Кора кивнула, гримаса подчеркнуто нейтральная. Она примерно так и думала.
– Кто мой отец?
– Парень с танцев. – Она поправила серую шляпку. – Ну, не так ужасно, как можно подумать. Я имею в виду, мы встретились на танцах. И гуляли вместе одно время. Я работала в Бостоне прислугой. Там по четвергам были танцы, такие вечера отдыха для работников, можно было повеселиться. Мы были знакомы, наверное, с месяц. – Она опустила глаза, потом робко глянула на Кору: – Ты, наверное, теперь подумаешь, что я совсем уж со дна общества.
Кора покачала головой. Не такая и страшная получается история. По сравнению с тем, что ей сулила сестра Делорес. Проституция, насилие… Но все же в Корином воображении ее родители любили друг друга, и любили дольше месяца.
– Ну и вот… по невежеству все и вышло. – Мэри О’Делл заговорила еще тише, Коре пришлось слегка пригнуться к ней, чтоб услышать. – В Ирландии я ходила в школу, книжки читала. Но про парней и про детей не знала ничего. Мама ничего не рассказывала, только: ходи в церковь да юбку не задирай. – Она улыбнулась одним углом рта, в точности как Говард. – То есть совсем ничего. Когда плыла сюда на корабле, у меня начались «праздники». Я никому и не пикнула, а сама подумала: умираю. Видишь, как? Ничего не знала, понятия не имела, что это нормально. Думала, это меня Господь наказывает за грязные мысли. Никакого представления ни о чем.
– Понимаю, – сказала Кора.
– И отец твой… тоже плохо соображал. – Она поморщилась. – Ему было только пятнадцать.

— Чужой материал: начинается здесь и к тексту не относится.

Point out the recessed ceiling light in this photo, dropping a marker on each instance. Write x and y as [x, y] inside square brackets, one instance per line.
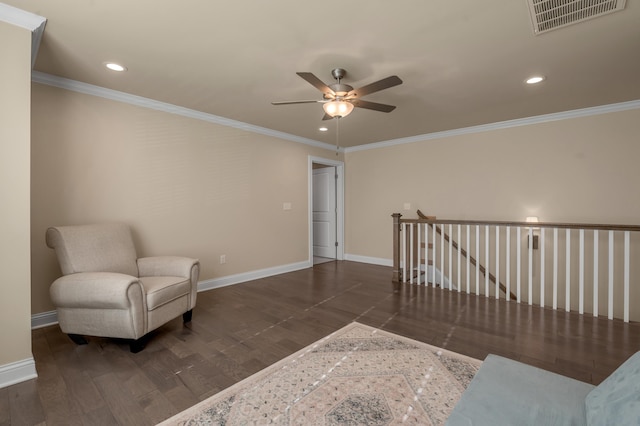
[115, 67]
[535, 79]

– Он ирландец? Тоже ирландец?
– Конечно. – Мэри О’Делл даже немного обиделась.
– Где он сейчас?
– Не знаю. Слышала, что уехал на Запад. Сбежал, когда я сказала ему, что беременна. Знаю только то, что говорили его друзья, а они мало что говорили.
Пятнадцать, подумала Кора. Как Луизе сейчас. На три года моложе ее мальчиков. Сейчас он, наверное, уже совсем другой человек. Кора посмотрела на свои руки. Ей всегда не нравились эти большие костяшки. У Мэри О’Делл руки маленькие, благородные.
– Как его звали?
– Зачем тебе?
– Хочу знать, как звали моего отца. Это имя могло быть моим.
Она фыркнула и отвернулась.
– Это вряд ли. Судя по тому, как он воспринял приятное известие.
– Все же я хочу знать.
– Хорошо. Джек Мёрфи. – Она устало посмотрела на Кору. – Бог свидетель, я не вру. Но как ты его найдешь? Знаешь, сколько таких Джеков Мёрфи из Ирландии приехали в Бостон, а потом отправились на Запад? Придется опросить кучу народу.
Кора сморгнула. Вот так, значит. Отца она никогда не узнает. Дело не только в том, что его невозможно найти, этого человека с обычной биографией и распространенным именем. Дело в том, что он сам захотел потеряться. Сбежал, узнав, что будет ребенок, ему не нужна была Кора. Сестра Делорес была наполовину права.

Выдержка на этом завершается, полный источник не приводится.